The magazine brings together a vast range of disciplines, as part of Javier’s vision to relax the boundaries around creativity. “The aim is to take a more fluid perspective on creativity because I generally feel most beings are creative whether they claim that or not. The pressure of claiming creativity makes it feel as if you need to live up to something, instead of just using your imagination and being happy with the outcome,” she tells us.
“There are so many institutions and barriers to entry in the art world. I want this magazine to break down that to build a common place for Black and brown artists to be celebrated in all forms. There is so much talent in this world, so much we haven’t even seen yet, and I’m excited for the magazine to shed light on that.”
Between the creative work being showcased and the photographs taken to accompany each interview (mostly taken by the interviewees’ friends), the magazine is filled with striking imagery. It’s all brought to life on the printed page by designer Lewi Yonas, who Javier reached out to after discovering his profile online.
Yonas recognised the ambitiousness of Javier’s vision, yet the project has been personally ambitious for him too, with each stage a valuable learning curve. “I had some experience designing magazines for personal projects and have always loved collecting and experiencing print, but have never had any ‘real’ experience when it came to designing print-ready spreads. It would be a monumental understatement to say I learned a lot through each phase of this project,” Yonas explains.
“Azia sincerely knew what she wanted and has a talent for providing clear direction and knowing what’s dope and what’s not making the cut, in terms of culture and content,” Yonas adds. In terms of the design, it was key to find a balance between unique and approachable – “a magazine that was easily accessible and not too high-brow, and one that had the freedom to step away from norms and completely ‘be itself’, for lack of better terms.”
The process of launching a magazine during the pandemic has, understandably, been challenging for Javier, who is also a creative at Roc Nation/Tidal. However, she adapted to the circumstances and, remarkably, managed to build the magazine from the ground up in a matter of months.

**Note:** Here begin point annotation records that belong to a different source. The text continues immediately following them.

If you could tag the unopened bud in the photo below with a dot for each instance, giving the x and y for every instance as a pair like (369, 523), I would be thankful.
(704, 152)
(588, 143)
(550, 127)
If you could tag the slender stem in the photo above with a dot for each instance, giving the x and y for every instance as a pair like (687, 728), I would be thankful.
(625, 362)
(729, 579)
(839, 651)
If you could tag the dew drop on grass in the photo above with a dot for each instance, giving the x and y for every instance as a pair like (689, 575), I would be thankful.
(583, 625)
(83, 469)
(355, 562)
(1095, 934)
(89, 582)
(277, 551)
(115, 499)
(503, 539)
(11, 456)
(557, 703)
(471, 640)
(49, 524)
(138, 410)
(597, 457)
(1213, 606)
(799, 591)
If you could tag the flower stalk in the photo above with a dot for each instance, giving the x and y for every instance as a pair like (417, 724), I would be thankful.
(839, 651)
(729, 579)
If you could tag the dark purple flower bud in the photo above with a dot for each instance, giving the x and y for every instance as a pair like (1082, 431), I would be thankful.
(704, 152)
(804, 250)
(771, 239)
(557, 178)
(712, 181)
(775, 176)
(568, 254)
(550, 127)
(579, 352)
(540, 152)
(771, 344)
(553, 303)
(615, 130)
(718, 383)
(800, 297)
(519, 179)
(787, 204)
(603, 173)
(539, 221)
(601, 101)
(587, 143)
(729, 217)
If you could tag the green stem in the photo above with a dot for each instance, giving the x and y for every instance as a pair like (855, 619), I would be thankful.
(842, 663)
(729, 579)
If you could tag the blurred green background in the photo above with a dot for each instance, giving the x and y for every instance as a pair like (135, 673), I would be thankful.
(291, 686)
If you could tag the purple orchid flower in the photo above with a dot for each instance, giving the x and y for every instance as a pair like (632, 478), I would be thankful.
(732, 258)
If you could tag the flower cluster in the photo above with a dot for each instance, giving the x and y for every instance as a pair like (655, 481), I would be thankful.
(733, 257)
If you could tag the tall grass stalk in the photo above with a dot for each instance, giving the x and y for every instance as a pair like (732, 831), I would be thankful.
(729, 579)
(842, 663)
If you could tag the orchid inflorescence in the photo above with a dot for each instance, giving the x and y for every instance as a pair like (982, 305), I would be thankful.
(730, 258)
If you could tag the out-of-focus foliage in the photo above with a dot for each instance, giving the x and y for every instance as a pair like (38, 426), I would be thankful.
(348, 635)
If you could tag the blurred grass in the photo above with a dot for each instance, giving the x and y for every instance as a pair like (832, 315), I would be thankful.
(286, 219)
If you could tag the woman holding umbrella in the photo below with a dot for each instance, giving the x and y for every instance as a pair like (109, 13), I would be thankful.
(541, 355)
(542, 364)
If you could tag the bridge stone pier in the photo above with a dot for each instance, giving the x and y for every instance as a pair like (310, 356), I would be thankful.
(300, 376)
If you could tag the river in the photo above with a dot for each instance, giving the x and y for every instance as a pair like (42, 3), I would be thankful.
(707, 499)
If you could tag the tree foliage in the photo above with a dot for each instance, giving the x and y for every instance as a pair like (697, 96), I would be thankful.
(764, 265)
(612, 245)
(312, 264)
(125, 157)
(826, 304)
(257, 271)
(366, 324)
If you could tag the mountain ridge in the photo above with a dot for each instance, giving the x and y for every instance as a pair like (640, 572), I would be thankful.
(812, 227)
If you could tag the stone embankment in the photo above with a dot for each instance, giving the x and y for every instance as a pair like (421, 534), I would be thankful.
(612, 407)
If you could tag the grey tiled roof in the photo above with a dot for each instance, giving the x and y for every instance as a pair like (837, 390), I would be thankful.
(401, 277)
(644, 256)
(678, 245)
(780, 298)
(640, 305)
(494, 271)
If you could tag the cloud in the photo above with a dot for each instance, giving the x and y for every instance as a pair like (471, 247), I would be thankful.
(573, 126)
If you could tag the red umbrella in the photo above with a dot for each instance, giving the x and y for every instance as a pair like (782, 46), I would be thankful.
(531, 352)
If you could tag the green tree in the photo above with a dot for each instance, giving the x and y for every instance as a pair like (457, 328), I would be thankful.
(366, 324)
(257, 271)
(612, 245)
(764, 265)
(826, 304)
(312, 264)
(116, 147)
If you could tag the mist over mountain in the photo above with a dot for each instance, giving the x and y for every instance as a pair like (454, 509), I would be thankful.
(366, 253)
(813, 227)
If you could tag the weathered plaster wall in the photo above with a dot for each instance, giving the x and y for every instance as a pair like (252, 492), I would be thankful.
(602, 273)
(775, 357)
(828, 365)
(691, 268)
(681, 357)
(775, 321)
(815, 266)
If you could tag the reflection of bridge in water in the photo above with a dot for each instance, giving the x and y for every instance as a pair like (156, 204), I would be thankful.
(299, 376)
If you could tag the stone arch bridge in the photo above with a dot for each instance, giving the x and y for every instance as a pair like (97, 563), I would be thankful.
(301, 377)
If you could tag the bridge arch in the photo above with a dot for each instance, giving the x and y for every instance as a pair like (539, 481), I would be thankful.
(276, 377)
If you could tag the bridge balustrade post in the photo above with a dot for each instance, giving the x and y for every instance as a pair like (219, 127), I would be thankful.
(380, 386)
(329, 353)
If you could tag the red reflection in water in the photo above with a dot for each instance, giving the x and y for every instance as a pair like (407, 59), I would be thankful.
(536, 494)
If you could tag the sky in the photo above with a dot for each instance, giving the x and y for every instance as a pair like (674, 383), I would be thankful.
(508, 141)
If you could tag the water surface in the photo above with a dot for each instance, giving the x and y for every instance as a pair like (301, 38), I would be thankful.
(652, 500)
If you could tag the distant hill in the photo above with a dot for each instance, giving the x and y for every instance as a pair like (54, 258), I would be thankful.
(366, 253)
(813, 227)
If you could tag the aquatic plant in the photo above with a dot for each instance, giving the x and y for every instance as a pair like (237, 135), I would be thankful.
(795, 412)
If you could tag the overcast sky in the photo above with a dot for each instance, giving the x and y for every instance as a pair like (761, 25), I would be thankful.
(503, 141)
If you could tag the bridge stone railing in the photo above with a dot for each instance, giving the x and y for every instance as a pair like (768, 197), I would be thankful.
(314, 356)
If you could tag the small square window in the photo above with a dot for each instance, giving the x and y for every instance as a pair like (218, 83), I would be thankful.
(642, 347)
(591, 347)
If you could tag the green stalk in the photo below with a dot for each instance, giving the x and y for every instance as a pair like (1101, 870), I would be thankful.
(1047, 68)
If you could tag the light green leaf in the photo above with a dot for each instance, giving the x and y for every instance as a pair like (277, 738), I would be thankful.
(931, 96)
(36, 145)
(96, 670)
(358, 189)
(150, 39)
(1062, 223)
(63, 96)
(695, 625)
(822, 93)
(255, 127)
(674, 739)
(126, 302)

“I’ve accepted this as a new normal and embraced the connections you can make virtually. Everyone I’ve worked with to create this work of art I’ve met virtually or cold-emailed. Although some went unanswered, all who are a part of the first issue are now a part of the A3 family,” she says. “The pandemic just showed me what’s possible as a creative. If I can create an entire magazine in five months virtually, imagine what I can do in a year, or once the pandemic is over. The possibilities are infinite.”